Methods: A drug library composing 167 FDA-approved, molecularly diverse compounds with reported brain tissue penetration capacity was assembled. A pipetting scheme was developed and programmed to instruct a BiomekFXProbotic workstation perform a high resolution (≥ 5 concentrations/substance) drug response testing. Cellular growth was used as reporter assay. The GSC model was expanded under neurosphere conditions. Statistical significant responses result in ranking the test substances according to therapeutic potential using IC50 values.

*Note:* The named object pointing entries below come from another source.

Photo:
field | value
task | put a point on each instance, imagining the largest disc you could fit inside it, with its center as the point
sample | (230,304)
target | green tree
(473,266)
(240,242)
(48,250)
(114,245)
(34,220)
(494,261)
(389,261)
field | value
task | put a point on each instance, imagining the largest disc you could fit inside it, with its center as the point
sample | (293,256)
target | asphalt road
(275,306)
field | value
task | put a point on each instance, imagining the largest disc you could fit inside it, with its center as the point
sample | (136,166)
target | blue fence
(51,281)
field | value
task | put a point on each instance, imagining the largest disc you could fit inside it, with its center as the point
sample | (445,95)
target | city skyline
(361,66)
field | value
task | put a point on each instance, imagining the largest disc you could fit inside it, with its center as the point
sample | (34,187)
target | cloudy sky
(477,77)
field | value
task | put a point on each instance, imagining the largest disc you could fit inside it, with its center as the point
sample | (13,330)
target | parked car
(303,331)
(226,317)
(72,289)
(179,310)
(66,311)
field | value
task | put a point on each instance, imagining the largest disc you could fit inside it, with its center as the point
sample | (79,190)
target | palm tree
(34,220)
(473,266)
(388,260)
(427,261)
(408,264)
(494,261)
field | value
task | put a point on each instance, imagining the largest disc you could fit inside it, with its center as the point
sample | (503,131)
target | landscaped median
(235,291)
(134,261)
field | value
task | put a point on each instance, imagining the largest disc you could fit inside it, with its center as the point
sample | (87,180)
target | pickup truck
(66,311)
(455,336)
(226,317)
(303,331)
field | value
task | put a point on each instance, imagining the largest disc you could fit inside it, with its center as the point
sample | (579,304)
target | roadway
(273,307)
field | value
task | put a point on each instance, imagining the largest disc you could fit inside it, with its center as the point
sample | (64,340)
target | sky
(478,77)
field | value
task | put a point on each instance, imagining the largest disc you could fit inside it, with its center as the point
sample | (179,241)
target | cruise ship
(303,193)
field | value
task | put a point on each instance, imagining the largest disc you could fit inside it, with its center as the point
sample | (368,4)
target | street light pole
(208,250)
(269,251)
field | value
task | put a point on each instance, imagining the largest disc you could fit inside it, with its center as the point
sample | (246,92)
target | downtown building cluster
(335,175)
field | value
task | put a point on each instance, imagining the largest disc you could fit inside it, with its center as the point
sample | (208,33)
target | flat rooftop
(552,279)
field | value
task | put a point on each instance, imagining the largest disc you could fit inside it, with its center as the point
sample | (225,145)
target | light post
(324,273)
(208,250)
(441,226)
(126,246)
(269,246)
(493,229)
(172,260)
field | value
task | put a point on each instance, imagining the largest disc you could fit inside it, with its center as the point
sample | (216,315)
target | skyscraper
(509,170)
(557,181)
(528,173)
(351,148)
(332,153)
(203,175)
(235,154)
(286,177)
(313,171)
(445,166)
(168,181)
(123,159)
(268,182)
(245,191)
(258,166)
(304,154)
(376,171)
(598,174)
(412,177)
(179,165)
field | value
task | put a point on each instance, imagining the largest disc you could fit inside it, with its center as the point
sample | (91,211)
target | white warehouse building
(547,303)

Results: Repetitive drug-dose repose profiles were generated. Out of the tested compounds, 22 exhibited a homogeneous decrease on cellular growth in the nm concentration range compared to the vehicle treatment control (P<0,001) indicating physiological meaningfulness therapeutic potential against this tumor model. Twelve of which had intermediate potency (between 50-25% viability decrease) and 10 showed high potency (>75% viability decrease). These compounds include prominent mTOR-pathway inhibitor Everolimus or cytostatics Doxorubicin but also identified novel repurposed compounds such as Trihexyphenidyl (muscarinic receptor antagonist used in symptomatic treatment of Parkinson), Clonidine (anti-hypertensive) and Rizatriptan (anti-migraine).

Conclusion: We established an automated test platform for reproducible medium-throughput in vitro pharmacology which could be useful in personalized medicine of neuro oncology. Mode of Action: characterization and validation of therapeutic meaningfulness of the in vitro results by in vivo trial are underway. Given the assembly of FDA approved drugs this efforts support clinical translation. Moreover, applying cell models equipped with reporter constructs, this screening tool is suitable to identify pharmacological modulators of transcriptional activity.